January 27, 1945  The Great Raid

Today, Cabanatuan calls itself the “Tricycle Capital of the Philippines”, with about 30,000 motorized “auto rickshaws”. 72 years ago, it was home to one of the worst POW camps of WWII

Today, Cabanatuan calls itself the “Tricycle Capital of the Philippines”, with about 30,000 motorized “auto rickshaws”.  72 years ago, it was home to one of the worst POW camps of WWII.

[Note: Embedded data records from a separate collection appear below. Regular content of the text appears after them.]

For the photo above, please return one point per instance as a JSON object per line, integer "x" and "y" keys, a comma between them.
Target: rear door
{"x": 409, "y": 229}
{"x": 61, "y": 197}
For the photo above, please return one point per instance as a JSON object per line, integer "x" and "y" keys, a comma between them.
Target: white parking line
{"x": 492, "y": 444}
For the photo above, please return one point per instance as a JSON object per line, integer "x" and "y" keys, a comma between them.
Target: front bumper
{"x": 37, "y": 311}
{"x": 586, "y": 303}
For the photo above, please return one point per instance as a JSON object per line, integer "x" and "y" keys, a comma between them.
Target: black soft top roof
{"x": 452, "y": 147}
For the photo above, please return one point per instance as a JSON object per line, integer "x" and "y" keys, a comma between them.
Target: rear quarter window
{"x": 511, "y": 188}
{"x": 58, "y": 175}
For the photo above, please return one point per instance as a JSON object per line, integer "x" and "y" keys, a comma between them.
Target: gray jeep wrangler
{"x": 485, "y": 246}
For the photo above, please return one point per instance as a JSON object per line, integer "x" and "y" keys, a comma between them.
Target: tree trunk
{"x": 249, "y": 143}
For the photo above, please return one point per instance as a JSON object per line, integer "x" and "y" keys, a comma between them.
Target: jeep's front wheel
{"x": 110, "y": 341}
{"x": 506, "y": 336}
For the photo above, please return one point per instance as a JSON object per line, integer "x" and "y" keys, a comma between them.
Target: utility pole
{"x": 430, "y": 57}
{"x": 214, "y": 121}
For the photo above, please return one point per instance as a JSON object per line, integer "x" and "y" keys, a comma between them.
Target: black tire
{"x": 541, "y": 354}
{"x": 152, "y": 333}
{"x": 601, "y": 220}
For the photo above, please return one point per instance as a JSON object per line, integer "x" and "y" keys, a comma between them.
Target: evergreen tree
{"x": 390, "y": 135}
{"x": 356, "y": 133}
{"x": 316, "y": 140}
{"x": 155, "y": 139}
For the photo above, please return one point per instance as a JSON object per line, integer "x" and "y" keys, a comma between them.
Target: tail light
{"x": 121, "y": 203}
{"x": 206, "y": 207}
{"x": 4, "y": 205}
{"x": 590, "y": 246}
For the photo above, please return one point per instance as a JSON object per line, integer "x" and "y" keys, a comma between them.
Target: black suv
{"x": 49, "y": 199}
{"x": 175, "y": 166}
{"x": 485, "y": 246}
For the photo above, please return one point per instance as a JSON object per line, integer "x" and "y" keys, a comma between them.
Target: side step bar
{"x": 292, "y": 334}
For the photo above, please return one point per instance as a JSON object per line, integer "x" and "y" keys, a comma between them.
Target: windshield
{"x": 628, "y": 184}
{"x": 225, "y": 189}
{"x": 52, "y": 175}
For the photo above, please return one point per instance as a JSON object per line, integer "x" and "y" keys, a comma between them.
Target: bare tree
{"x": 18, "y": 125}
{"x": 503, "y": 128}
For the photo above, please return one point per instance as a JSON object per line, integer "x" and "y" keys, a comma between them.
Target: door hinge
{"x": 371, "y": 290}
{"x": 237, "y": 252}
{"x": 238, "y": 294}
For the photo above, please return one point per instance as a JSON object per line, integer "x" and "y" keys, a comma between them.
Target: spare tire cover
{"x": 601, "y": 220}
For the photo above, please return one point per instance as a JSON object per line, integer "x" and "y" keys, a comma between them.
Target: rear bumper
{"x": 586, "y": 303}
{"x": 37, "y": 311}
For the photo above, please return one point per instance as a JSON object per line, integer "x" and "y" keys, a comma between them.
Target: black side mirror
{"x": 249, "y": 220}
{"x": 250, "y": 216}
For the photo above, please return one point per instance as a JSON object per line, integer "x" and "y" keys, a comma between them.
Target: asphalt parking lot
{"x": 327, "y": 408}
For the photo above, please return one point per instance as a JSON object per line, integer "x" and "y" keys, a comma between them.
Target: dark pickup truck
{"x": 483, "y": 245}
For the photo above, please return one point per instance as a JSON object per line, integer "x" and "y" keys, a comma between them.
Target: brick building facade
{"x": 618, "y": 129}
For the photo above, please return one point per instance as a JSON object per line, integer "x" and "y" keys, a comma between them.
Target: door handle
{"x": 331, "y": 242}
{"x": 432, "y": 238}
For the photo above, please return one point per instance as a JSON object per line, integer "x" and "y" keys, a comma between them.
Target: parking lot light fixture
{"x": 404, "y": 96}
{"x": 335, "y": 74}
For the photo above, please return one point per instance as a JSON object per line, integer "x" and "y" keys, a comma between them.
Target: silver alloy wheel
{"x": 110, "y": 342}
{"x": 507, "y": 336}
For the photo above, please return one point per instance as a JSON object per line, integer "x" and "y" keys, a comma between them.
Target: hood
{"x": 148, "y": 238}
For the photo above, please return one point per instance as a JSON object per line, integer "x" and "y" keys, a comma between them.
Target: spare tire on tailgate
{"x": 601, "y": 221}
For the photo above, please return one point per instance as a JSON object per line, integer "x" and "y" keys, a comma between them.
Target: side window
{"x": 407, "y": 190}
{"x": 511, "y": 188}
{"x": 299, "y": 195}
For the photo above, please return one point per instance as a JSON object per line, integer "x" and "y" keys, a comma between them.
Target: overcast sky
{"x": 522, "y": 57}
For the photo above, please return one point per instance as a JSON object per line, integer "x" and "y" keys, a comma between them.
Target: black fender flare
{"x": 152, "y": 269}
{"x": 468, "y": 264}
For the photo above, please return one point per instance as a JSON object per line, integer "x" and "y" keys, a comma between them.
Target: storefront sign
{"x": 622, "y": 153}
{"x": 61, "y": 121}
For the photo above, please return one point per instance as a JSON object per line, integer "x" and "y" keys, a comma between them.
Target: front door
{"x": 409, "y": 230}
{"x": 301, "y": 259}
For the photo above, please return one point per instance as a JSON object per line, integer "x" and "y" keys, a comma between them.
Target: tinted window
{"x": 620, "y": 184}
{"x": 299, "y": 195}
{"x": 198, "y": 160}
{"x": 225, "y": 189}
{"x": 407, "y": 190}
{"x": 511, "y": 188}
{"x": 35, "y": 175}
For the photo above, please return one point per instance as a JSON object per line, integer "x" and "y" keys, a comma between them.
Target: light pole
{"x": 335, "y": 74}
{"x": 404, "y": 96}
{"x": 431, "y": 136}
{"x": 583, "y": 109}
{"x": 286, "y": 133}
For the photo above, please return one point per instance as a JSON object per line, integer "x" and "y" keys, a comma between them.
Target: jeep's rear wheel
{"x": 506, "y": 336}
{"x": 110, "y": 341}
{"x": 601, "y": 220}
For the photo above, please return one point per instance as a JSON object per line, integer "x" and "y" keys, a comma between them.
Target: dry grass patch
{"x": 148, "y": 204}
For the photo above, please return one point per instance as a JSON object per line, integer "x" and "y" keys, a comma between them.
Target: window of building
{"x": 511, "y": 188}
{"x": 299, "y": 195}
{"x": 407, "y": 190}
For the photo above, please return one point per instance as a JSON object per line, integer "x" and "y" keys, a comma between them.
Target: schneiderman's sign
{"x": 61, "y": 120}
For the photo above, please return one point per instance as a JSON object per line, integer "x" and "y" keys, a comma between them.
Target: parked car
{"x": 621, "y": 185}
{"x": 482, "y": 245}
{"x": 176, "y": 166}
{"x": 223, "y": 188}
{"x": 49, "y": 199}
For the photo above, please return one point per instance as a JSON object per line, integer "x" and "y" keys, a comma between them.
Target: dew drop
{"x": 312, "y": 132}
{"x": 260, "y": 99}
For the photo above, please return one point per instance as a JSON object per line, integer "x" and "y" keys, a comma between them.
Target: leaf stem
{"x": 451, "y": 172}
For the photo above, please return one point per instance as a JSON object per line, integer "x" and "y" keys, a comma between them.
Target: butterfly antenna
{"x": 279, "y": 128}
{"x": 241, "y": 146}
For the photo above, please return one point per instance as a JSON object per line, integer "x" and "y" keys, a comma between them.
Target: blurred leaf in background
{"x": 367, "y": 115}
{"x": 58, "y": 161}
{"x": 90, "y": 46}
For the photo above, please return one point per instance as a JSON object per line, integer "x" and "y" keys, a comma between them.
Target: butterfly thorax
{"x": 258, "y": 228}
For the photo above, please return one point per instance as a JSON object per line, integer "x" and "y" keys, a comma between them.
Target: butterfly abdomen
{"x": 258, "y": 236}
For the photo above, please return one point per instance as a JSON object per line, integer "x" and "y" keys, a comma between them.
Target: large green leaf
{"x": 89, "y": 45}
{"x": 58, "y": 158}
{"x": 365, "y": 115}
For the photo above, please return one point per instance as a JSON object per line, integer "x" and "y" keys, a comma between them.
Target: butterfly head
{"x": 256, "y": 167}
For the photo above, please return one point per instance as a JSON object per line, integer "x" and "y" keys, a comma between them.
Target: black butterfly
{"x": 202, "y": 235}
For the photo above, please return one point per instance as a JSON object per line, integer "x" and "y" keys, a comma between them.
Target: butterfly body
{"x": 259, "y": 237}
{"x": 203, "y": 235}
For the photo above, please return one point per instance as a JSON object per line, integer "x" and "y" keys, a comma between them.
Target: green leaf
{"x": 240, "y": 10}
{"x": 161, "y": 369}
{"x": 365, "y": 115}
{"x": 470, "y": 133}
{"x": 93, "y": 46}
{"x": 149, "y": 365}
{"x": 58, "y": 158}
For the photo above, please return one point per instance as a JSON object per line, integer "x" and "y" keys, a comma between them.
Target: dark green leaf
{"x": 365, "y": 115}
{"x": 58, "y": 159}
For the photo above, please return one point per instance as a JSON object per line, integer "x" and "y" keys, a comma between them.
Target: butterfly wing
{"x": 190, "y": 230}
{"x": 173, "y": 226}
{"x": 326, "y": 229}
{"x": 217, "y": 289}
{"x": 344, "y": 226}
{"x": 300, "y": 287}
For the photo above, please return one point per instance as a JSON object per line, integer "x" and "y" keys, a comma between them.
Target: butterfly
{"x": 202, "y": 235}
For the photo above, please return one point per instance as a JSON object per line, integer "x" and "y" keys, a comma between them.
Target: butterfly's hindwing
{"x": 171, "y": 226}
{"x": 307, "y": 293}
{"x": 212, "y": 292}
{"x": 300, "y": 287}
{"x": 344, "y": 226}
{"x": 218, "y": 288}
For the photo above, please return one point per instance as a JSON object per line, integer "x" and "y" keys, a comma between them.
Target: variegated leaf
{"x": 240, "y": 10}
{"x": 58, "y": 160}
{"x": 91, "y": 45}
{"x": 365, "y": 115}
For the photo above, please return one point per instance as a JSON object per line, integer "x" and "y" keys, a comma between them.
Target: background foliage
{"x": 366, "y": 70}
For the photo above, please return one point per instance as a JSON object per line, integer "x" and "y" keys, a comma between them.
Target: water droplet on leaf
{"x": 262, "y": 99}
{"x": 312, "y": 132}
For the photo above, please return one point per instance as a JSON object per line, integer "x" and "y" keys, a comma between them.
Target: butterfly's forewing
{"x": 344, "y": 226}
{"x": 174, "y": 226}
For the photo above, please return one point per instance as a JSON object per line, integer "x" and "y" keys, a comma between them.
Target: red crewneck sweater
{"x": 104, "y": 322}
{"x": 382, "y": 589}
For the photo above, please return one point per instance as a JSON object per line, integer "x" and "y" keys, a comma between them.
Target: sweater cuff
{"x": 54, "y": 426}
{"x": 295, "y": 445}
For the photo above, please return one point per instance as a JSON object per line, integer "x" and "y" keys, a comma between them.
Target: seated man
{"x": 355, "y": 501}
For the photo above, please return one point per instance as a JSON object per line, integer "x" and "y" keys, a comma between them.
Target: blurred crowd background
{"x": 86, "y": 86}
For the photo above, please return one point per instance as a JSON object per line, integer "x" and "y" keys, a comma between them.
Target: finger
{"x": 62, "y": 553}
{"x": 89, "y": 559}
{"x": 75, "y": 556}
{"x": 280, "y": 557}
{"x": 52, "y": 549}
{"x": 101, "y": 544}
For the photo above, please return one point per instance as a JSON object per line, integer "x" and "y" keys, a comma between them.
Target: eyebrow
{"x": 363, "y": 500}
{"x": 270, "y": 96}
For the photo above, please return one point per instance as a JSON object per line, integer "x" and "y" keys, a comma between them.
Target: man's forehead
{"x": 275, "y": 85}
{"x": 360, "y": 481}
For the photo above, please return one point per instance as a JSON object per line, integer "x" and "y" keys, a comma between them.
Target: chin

bataan1942 was a bad year for the allied war in the Pacific.  The Battle of Bataan alone resulted in 72,000 prisoners being taken by the Japanese, marched off to POW camps designed for 10,000 to 25,000.

20,000 of them died from sickness or hunger, or were murdered by Japanese guards on the 60 mile “death march” from Bataan, into captivity at Cabanatuan prison and others.

Cabanatuan held 8,000 prisoners at its peak, though the number dropped considerably as the able-bodied were shipped out to work in Japanese slave labor camps.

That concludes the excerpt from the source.